Karen berjalan menuju kasurnya, dan merebahkan tubuhnya di sana. Kemudian gadis itu bangkit saat rasa penasaran terhadap nomor tidak dikenal yang tiba-tiba mengirim pesan malam-malam seperti ini.
"Siapa, sih, anjing? Dosa dia bakal nambah bikin anak orang penasaran setengah mampus." Karen mencak-mencak seorang diri di dalam kamar, gadis itu mengambil kembali ponselnya yang ia lempar di kasur. Menatap lamat-lamat nomer tidak dikenal itu, memperhatikannya dengan baik takut-takut ia mengenal nomor asing tersebut. Sialnya, foto profilnya kosong sepertinya orang itu memang sengaja membuat dirinya penasaran setengah mampus seperti ini.
Karen membuka pintu balkon kamarnya, berjalan keluar dari kamar dan berdiri di pagar pembatas balkon. Udara dingin langsung menusuk kulit Karen, membuat gadis itu cukup merinding karena dinginnya angin malam. Karen membuka kembali ponselnya saat sebuah notif pesan masuk ke dalam ponselnya.
08xxxxxxxxxx
[Msk, dngn]
"Hah? Dia ngetik apaan, anjir? Dasar gak jelas!" Karen semakin kesal membaca pesan singkat yang dikirim nomor yang sama yang membuat Karen kesal malam ini.
"Ajab mungkin, gue sering chatting ke orang pake singkatan kaya gini." Dan malam ini dirinya mendapatkan pesan pake singkatan planet. "Karma nyata banget, njir."
Dengan dongkol ia membalas pesan nomor tidak dikenal itu. Ingat, ya, semua karena rasa penasarannya yang menggebu-gebu ia harus menurunkan egonya. Padahal selama ini ia bukan orang yang kepo seperti Seyra, dan juga ia bukan orang yang suka balas pesan dari nomor asing seperti ini.
"Huwa! Gue udah bener-bener ketularan Seyra!" pekik Karen saat berhasil mengirim balasan singkat dengan '?' saja. Tetap, saja ia Karen dengan gengsi setinggi langit.
Ia kembali fokus saat nomor itu sedang mengetikan balasan untuknya.
08xxxxxxxxxx
[Msk kmr. Dngn, ntr lo skt]
"Sialan! Gue sumpahin hidup dia singkat, sesingkat typingnya." Mulutnya sudah tidak tahan untuk menyumpah serapahi orang disebrang sana.

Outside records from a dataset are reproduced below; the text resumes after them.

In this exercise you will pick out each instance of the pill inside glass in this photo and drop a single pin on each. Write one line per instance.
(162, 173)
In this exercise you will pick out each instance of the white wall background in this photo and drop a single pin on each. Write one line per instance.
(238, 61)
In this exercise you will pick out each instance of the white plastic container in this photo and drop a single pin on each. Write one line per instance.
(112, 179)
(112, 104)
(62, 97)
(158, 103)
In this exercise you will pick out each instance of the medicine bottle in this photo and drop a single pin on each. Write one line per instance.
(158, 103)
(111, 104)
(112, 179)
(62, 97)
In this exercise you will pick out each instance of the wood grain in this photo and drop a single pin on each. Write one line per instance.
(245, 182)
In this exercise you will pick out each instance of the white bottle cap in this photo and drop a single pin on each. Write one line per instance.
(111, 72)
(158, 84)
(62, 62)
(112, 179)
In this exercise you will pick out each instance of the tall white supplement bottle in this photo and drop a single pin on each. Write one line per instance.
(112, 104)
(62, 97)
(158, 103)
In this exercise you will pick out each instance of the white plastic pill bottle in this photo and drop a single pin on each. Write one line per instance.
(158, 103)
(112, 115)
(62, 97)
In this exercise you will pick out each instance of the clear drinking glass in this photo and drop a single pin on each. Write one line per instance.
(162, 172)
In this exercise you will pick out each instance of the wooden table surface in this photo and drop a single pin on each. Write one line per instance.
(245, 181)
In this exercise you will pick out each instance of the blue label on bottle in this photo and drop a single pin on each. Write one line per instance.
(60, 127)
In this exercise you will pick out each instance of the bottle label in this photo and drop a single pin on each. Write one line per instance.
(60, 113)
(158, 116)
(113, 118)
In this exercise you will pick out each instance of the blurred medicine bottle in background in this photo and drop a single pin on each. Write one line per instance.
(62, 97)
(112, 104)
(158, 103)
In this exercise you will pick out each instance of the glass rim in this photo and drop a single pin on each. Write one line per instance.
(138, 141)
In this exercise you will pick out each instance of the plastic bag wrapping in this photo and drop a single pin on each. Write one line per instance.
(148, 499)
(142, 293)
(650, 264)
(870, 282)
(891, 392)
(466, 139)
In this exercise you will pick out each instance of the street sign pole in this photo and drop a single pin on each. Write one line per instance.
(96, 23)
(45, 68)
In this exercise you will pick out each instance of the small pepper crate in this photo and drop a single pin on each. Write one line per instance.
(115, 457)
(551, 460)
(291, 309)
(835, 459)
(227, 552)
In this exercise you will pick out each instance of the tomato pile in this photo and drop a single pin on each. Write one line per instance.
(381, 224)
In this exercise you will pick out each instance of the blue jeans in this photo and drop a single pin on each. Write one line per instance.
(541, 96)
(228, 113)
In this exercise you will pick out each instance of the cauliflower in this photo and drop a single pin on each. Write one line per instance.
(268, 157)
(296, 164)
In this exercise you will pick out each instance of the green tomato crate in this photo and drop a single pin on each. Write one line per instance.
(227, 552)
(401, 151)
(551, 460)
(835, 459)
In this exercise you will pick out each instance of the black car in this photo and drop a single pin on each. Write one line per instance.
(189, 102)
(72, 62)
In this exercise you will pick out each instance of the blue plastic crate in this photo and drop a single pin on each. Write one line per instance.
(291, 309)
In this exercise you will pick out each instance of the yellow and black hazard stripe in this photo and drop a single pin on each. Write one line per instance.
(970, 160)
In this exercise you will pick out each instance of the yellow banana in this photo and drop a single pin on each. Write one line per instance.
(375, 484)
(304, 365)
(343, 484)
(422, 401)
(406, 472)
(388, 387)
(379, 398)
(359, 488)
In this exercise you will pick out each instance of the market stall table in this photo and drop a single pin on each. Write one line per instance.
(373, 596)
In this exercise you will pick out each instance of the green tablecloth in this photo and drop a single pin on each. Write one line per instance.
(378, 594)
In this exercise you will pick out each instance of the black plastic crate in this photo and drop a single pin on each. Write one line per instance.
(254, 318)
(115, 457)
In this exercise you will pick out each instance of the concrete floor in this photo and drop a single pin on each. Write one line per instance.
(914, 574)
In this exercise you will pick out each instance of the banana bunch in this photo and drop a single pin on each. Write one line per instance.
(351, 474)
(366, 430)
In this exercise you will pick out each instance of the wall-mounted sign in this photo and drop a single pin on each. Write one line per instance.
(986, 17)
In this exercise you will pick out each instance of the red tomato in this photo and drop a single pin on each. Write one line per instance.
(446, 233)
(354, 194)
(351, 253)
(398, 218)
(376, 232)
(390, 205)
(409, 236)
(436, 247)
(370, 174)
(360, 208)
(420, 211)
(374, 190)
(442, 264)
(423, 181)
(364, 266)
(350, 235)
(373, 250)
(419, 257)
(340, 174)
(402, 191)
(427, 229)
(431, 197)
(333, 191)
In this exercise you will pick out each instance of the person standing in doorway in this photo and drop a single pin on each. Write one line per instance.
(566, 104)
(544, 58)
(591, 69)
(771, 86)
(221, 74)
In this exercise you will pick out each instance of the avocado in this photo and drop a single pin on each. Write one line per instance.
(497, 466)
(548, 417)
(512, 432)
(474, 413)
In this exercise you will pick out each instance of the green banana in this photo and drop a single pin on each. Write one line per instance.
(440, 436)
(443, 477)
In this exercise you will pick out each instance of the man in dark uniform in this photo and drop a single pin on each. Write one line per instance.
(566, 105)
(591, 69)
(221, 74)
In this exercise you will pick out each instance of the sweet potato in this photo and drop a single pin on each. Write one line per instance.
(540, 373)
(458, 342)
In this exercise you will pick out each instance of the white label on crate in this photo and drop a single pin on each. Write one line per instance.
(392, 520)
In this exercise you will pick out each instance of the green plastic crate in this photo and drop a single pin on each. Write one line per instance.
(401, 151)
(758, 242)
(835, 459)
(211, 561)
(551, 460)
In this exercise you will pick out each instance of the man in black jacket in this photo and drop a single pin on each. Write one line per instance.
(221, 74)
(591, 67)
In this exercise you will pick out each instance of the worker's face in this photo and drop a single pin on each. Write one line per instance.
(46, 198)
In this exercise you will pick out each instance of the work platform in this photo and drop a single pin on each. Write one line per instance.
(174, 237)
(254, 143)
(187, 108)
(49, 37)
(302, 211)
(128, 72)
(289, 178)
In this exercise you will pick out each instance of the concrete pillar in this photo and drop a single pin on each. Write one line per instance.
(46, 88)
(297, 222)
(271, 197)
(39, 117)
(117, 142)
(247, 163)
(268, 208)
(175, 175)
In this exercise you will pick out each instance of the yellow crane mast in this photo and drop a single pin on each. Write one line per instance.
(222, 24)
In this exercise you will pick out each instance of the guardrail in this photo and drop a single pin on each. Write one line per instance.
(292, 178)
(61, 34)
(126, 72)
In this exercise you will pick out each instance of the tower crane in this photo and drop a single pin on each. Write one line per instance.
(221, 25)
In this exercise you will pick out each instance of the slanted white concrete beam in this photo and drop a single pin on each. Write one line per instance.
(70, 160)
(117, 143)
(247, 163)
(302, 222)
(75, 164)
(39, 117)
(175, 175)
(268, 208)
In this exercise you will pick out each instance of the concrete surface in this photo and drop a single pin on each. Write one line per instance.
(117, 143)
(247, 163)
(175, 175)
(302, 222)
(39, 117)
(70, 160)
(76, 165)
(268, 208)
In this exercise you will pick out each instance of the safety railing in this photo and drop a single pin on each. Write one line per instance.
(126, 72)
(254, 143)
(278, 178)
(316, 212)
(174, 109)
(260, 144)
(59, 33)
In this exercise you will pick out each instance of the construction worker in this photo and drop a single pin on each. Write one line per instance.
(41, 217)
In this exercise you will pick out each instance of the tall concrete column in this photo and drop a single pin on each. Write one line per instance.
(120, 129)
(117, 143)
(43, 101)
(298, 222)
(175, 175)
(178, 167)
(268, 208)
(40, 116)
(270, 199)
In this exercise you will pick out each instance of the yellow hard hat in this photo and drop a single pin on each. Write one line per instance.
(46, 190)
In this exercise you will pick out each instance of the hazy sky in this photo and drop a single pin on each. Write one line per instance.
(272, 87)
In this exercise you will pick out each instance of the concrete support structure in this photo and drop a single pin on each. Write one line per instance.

"Tunggu, maksud dia nyuruh gue masuk kamar karena dingin?" Ia baru mengerti pesan singkatan tersebut. "Goblok banget gue. Padahal gue sering pake ginian kalo chatting sama orang."
Aneh, kenapa dirinya bisa bodoh seperti ini? Sudahlah itu tidak penting yang terpenting sekarang. Kenapa orang sok misterius ini bisa tahu kalo ia sedang berada di luar kamar? Berarti orang itu ada di sekitar sini. Tapi, di mana? Dan siapa?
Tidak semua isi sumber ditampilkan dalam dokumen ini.